6) Une défense qui a laissé un profond malaise.
Un autre élément a laissé un profond malaise lors de ce procès. La défense a harcelé la victime avec une extrême agressivité portant sur des faits qui n’avaient rien à voir avec ceux qui avaient amené l’accusé devant les juges.
Elle attaquait avec virulence Karim sur ses compétences professionnelles, ses loisirs, son arrêt de travail post-traumatique , il s’agissait de mettre en cause la victime sur des éléments extérieurs à la procédure.Ce fut un moment douloureux pour Karim. Là encore nous avons pensé au sexisme, à ces femmes violées qui, il y a quelques décennies encore, devaient subir l’inquisition de questions visant à renverser les responsabilités... n’avait-elle pas provoqué le violeur, comment était-elle habillée, quelles étaient ses fréquentations ?. C’est un harcèlement du même type qu’a subi Karim , il s’agissait de le déstabiliser pour le faire passer du statut de victime à celui de coupable.
7) En conclusion,
Malgré la volonté d’engluer les faits, dans les effets de manches rigolards, malgré la décontextualisation de l’épisode du fusil, malgré les scories d’une plaidoirie hors sujet, il reste le droit qui ne peut se prononcer que sur la réalité des faits consignés dans les témoignages de Karim et de plusieurs employés, ainsi que dans les dépositions auprès des gendarmes (eux-mêmes mis en cause par la défense !).

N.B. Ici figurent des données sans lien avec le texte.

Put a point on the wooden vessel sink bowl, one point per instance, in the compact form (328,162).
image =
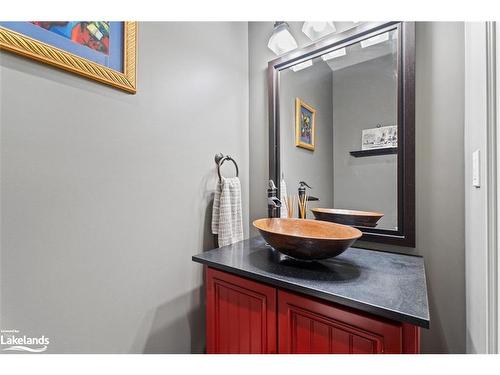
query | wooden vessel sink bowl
(348,217)
(307,239)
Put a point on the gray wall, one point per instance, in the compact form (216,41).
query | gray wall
(106,196)
(314,86)
(439,168)
(365,95)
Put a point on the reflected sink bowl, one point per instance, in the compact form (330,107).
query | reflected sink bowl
(348,217)
(307,239)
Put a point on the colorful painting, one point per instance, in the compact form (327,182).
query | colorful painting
(93,34)
(305,116)
(101,50)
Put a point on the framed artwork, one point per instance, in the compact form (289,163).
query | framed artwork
(305,117)
(379,137)
(100,50)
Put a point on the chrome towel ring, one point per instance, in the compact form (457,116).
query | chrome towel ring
(220,159)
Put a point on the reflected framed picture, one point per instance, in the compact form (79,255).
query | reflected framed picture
(103,51)
(379,137)
(305,117)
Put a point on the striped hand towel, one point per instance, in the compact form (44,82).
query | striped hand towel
(227,220)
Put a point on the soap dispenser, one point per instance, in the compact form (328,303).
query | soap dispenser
(273,203)
(302,198)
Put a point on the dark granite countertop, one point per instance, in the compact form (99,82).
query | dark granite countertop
(385,284)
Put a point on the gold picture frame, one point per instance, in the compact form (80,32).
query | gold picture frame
(25,46)
(305,125)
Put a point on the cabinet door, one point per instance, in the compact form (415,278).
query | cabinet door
(241,315)
(307,325)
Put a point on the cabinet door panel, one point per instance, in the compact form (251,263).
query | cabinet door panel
(311,326)
(241,315)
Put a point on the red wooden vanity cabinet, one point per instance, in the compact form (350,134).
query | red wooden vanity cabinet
(245,316)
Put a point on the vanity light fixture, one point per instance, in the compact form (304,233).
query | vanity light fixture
(281,40)
(305,64)
(317,30)
(374,40)
(337,53)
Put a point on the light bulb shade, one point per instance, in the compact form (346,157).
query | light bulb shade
(337,53)
(375,40)
(281,41)
(301,66)
(317,30)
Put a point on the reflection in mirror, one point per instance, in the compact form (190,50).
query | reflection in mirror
(338,129)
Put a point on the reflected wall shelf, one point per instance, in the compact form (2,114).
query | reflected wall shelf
(374,152)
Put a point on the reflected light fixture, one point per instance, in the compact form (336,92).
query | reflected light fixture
(374,40)
(317,30)
(281,40)
(337,53)
(305,64)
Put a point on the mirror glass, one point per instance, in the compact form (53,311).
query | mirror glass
(338,128)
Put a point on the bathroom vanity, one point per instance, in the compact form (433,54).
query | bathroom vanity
(363,301)
(341,117)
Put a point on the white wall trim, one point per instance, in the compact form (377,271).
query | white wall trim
(492,185)
(481,204)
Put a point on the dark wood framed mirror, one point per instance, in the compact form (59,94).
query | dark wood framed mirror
(368,73)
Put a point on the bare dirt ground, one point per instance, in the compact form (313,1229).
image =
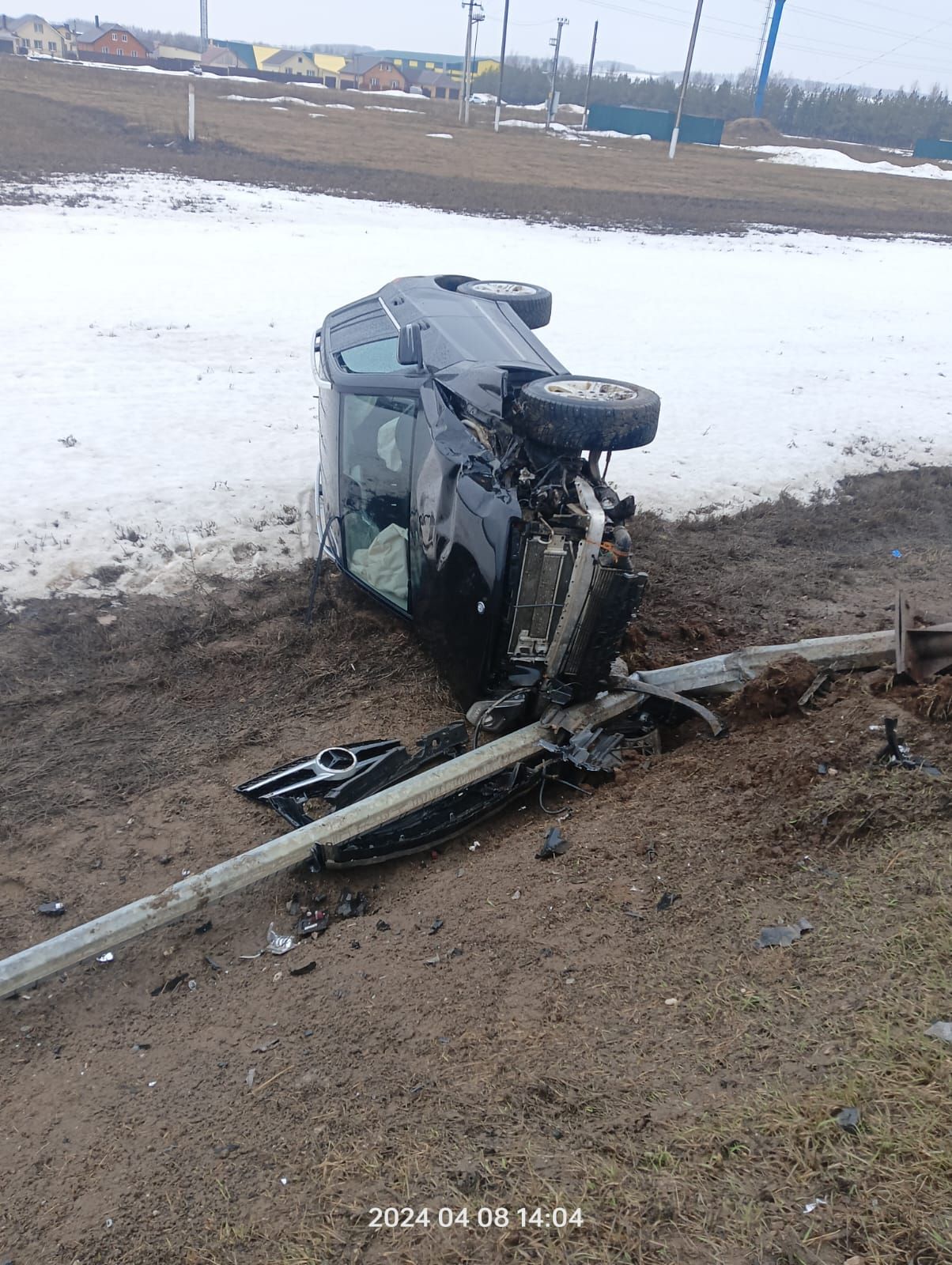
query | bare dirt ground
(574,1045)
(60,118)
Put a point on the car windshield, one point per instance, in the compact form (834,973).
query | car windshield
(379,357)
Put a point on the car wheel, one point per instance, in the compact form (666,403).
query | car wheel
(576,413)
(532,304)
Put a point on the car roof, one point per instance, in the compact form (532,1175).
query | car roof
(456,329)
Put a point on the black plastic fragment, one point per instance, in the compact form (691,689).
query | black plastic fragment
(170,984)
(352,904)
(848,1120)
(555,845)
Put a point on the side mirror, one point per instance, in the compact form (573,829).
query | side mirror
(409,345)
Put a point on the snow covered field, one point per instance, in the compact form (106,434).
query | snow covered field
(157,398)
(834,160)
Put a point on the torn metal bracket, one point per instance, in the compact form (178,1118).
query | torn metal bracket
(920,653)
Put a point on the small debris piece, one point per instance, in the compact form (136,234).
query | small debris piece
(170,984)
(278,944)
(819,681)
(781,938)
(897,756)
(848,1120)
(942,1030)
(313,923)
(353,904)
(591,750)
(555,845)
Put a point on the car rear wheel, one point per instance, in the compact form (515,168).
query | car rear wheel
(577,413)
(532,304)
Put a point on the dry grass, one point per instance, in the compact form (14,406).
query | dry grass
(74,118)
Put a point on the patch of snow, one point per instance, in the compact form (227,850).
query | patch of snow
(177,432)
(618,136)
(537,126)
(834,160)
(269,100)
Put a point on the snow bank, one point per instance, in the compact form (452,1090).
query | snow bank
(834,160)
(168,424)
(270,100)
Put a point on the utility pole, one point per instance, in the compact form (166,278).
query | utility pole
(476,19)
(684,81)
(467,63)
(501,65)
(557,43)
(587,82)
(768,57)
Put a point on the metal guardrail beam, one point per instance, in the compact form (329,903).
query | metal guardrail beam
(722,674)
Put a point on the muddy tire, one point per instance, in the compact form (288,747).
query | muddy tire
(574,413)
(532,304)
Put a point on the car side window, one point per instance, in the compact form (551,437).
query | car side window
(377,357)
(376,455)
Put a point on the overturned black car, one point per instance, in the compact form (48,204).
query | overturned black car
(461,485)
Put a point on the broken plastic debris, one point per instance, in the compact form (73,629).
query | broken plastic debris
(781,938)
(313,923)
(848,1120)
(278,944)
(555,845)
(352,904)
(942,1030)
(170,984)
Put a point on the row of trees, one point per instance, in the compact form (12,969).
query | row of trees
(853,114)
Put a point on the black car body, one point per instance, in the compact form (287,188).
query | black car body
(459,485)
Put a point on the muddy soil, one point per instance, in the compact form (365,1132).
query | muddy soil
(558,1039)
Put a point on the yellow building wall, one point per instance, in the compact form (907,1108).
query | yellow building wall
(263,52)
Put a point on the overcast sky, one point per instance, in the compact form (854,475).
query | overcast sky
(871,42)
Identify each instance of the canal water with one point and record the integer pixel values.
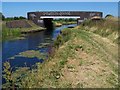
(31, 42)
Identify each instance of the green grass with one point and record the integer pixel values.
(73, 45)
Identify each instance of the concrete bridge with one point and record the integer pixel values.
(45, 18)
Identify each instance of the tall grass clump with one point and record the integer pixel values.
(63, 37)
(8, 33)
(107, 27)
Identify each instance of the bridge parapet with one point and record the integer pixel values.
(37, 16)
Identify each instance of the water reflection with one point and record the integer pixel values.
(32, 41)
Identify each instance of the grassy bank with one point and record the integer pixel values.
(82, 59)
(16, 33)
(107, 27)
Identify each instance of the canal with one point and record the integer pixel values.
(31, 42)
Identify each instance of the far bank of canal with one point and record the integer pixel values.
(31, 42)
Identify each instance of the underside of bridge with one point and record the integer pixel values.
(47, 22)
(44, 19)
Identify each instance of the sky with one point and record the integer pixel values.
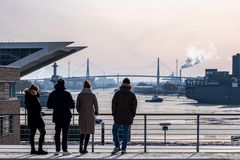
(127, 36)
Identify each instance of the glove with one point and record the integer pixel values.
(42, 113)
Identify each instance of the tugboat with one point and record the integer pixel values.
(155, 98)
(216, 87)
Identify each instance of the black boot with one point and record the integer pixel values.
(41, 152)
(85, 150)
(33, 151)
(80, 148)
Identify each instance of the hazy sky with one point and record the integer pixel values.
(127, 36)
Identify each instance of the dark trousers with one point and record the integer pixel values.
(61, 126)
(115, 129)
(85, 138)
(41, 138)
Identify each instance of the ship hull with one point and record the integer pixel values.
(214, 94)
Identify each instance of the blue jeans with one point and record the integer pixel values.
(116, 137)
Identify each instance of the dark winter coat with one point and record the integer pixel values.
(33, 107)
(124, 105)
(87, 108)
(61, 102)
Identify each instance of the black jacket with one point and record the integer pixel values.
(61, 102)
(124, 105)
(33, 107)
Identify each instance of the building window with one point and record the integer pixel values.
(6, 125)
(12, 89)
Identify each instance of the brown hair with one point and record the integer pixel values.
(87, 84)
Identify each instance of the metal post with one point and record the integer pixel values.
(145, 133)
(165, 134)
(73, 115)
(25, 115)
(103, 133)
(197, 147)
(92, 143)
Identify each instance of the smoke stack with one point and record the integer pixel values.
(236, 65)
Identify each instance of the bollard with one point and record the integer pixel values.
(165, 128)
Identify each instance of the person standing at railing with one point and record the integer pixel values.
(124, 105)
(61, 102)
(35, 120)
(87, 107)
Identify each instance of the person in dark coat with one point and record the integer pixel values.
(87, 107)
(61, 102)
(124, 105)
(35, 120)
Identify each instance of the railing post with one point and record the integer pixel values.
(197, 147)
(92, 143)
(103, 133)
(73, 115)
(25, 116)
(145, 133)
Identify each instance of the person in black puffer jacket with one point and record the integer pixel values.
(61, 102)
(35, 120)
(124, 105)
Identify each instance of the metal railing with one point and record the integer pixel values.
(158, 132)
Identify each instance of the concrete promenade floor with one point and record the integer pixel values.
(134, 152)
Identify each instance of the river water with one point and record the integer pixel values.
(182, 128)
(170, 104)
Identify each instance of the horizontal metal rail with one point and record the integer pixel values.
(153, 132)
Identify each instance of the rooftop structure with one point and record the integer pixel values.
(31, 56)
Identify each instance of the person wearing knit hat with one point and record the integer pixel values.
(61, 102)
(124, 106)
(35, 120)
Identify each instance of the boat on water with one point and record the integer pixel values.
(155, 98)
(43, 98)
(216, 87)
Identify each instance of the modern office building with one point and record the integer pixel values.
(9, 106)
(18, 59)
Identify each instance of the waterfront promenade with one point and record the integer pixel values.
(226, 152)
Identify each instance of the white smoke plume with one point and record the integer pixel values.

Les faits sont inscrits dans cet engrenage, plusieurs années durant , d’un racisme répétitif de beauf . Cela s’est terminé par la sortie d’un fusil comme au bon temps des colonies quand le « nègre » subissait alternativement « les coups de pied au cul », la « martheauthérapie », le paternalisme condescendant et raciste », mais aussi le fusil du colon.
Nous faisons confiance à la justice pour juger sur ces faits.